Wednesday, August 10, 2016

Insulin sensitivity comes into focus

Many different things can be seen in any landscape, depending on your focal point.
Image by Nicooo76 via Pixabay.
When photographing a landscape, different photographers choose different perspectives. Some capture a wide-angle view, while others focus on particular details.

It’s no different for researchers who use genome-wide association studies (GWAS) to investigate the genetic landscape of type 2 diabetes (T2D). A common perspective is to study the wide range of variants that are significantly associated with the presence of T2D in patients. But it can also be very informative to concentrate on individual traits related to the physiology of T2D. In a new paper in Diabetes, co-first authors Geoffrey Walford, Stefan Gustafsson, Denis Rybin, and fellow members of the Meta-Analyses of Glucose and Insulin-related traits Consortium (MAGIC) took this focused perspective to discover associations of genetic variants with insulin sensitivity.

Along with reduced insulin levels, the loss of insulin sensitivity (often termed insulin resistance) is a major hallmark of T2D. When muscle, liver, and fat cells become less able to respond to insulin, blood glucose levels rise. Since this can contribute to development of T2D and exacerbate its symptoms, knowing which genetic variants are associated with sensitivity to insulin could be informative for understanding pathways that contribute to T2D risk.

But insulin sensitivity is difficult to measure. Earlier GWAS have used simple estimates of insulin sensitivity, such as fasting levels of insulin, and have discovered a handful of genetic variants that influence insulin sensitivity. The “gold standard” test, the euglycemic clamp, involves giving patients continuous infusions of insulin and glucose and monitoring their blood glucose every few minutes. It’s expensive and time-consuming—not a test that is practical to perform on the tens of thousands of subjects that are commonly used in GWAS.

The authors wondered whether they could instead use an index that combines several measurements, each relatively easy to make. It’s an index with a long name: the modified Stumvoll Insulin Sensitivity Index (ISI). Developed by Stumvoll and colleagues in 2001, this index can be derived in a variety of ways.
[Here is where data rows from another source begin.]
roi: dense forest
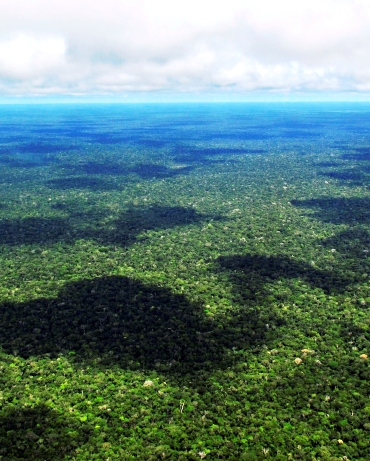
[0,104,370,461]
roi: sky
[0,0,370,103]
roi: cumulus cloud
[0,0,370,95]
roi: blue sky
[0,0,370,102]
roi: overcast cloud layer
[0,0,370,96]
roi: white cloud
[0,0,370,95]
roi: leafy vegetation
[0,105,370,461]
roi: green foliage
[0,109,370,461]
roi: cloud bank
[0,0,370,96]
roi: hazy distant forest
[0,104,370,461]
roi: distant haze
[0,0,370,100]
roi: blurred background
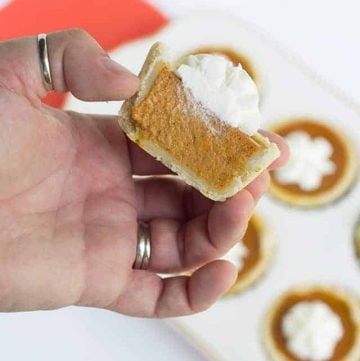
[0,0,360,361]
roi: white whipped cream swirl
[221,241,249,271]
[176,54,261,135]
[282,301,344,361]
[275,131,336,191]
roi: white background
[0,0,360,361]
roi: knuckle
[65,28,91,39]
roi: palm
[0,30,286,316]
[0,90,137,309]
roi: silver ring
[133,223,151,270]
[38,34,54,91]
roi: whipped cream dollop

The authors chose the ISI requiring just three measurements: fasting insulin levels; glucose levels two hours after a glucose load; and insulin levels two hours after a glucose load. This ISI is as good as or better than other estimates of insulin sensitivity and correlates well with the euglycemic clamp.

So the researchers looked for variants associated with the Stumvoll ISI in nearly 17,000 participants in the discovery phase of the work. They added another 13,300 in the replication phase, adding up to about 30,000 in the combined meta-analysis. Since obesity, measured by body mass index (BMI), can affect insulin sensitivity, the authors added BMI to some of their statistical models.

First, the authors found associations between the ISI and other variants already known to affect simple measures of insulin sensitivity. This provided reassurance that the ISI was properly detecting genetic influences on insulin sensitivity. After discovery, replication, and meta-analysis, two novel genetic variants were associated with ISI at genome-wide significance (P-value < 5.0 ×10-8) in a model that tested the effect of the variant, age, sex, and the interaction between the variant and BMI: variant rs12454712, near the gene BCL2, and variant rs10506418, near the gene FAM19A2.

How might these variants affect insulin sensitivity? There’s a lot more work to be done before that question can be answered. Additional studies will need to clarify whether these variants, which are near BCL2 and FAM19A2, affect these or other genes, and then how these variants actually cause changes in insulin sensitivity. 

There are some clues already in the published literature. The variant rs12454712 near BCL2 has previously been found to be associated with T2D, supporting the hypothesis that this region of the genome contributes to T2D risk through reducing insulin sensitivity. And the gene itself (BCL2) has already been implicated in glycemic metabolism: inhibiting bcl2 improves glucose tolerance in a mouse model, while a drug that inhibits the protein product of the gene (BCL2) increases blood glucose levels in certain chronic lymphocytic leukemia patients. So there’s even more reason to suspect that the rs12454712 variant might affect insulin sensitivity via BCL2.

There is as yet no evidence linking the protein FAM19A2 function to glucose metabolism, so the jury is out on whether the variant rs10506418 affects FAM19A2 or some other nearby gene. 

By focusing on a detail of the T2D-related genetic landscape, this study has teased out two variants that may give us clues about the physiology of insulin sensitivity and the development of T2D. And that’s a valuable addition to our overall picture of T2D genetics!